で書いたこととも重なるけれど少し書いておきたい。
 Yahoo!の記事に寄せられているコメントを読みながら考えたのは,「公教育」と「私教育」という概念がきちんと検討されないまま,問題視されているなということ。
 不登校を続けている子どもの理由が実際には何なのかこの記事でははっきりしないけれど,保護者が「ホームスクール」つまり「私教育」で子どもを育てるというのは保護者の権利。
 「公教育」と「私教育」というものがきちんと論じられてこなかった中で,こうした事態に「異常さ」を感じるというのは理解できる。けれども,欧米のように「公教育」と「私教育」についてきちんと議論をしないままこれを論じるべきじゃない。
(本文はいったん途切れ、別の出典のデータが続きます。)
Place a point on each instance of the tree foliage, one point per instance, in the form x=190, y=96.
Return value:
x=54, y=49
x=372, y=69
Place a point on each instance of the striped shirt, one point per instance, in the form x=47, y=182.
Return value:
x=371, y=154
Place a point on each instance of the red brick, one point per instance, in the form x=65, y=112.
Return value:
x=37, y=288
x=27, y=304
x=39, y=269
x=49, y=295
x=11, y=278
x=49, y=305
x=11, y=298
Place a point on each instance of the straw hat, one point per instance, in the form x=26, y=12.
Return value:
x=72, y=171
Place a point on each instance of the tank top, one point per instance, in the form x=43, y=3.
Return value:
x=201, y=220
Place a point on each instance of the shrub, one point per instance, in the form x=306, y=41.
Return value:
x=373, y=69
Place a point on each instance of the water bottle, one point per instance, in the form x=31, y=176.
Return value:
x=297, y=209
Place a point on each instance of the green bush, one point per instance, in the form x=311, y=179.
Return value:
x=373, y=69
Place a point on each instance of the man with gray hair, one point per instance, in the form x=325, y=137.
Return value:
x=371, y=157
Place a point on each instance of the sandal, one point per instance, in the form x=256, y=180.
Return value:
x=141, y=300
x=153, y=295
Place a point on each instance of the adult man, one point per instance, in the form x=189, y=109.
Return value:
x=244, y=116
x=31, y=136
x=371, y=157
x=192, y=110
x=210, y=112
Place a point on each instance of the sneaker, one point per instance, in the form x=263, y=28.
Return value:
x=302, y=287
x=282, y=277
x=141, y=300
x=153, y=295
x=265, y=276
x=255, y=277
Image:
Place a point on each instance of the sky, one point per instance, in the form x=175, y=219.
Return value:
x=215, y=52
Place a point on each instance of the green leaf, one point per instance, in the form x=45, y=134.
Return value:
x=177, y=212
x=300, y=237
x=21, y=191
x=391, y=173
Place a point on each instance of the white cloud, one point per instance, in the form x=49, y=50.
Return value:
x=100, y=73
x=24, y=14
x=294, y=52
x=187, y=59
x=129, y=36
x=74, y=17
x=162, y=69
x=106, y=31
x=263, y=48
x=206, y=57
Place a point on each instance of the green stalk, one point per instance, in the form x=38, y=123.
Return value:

 そして,おそらく「私教育」ではいわゆる「社会性」が身につかないという意見もあるだろう。けれども,それは絶対にそうだというものではない。欧米ではホームスクールの子どもの社会性は思われている以上に高いという研究もある。
 最近,子どもの権利や保護者の権利という言葉を使って,「夜スペ」や「全国学力テスト」「学校選択制」などが議論されている。Yahoo!のコメント欄にもそうしたことが主張されてもいる。けれども,それは「私教育」と「公教育」についてきちんと検討した上で行われている議論ではない。だから「私教育」や「公教育」で追求される「私益」と「公益」の問題が議論されない。
 今回取り上げた記事にあるような問題では,「私教育」と「公教育」,教育における「私益」と「公益」ということをきちんと議論していくべき。それを抜きにしてこの問題は考えるべきではないと思う。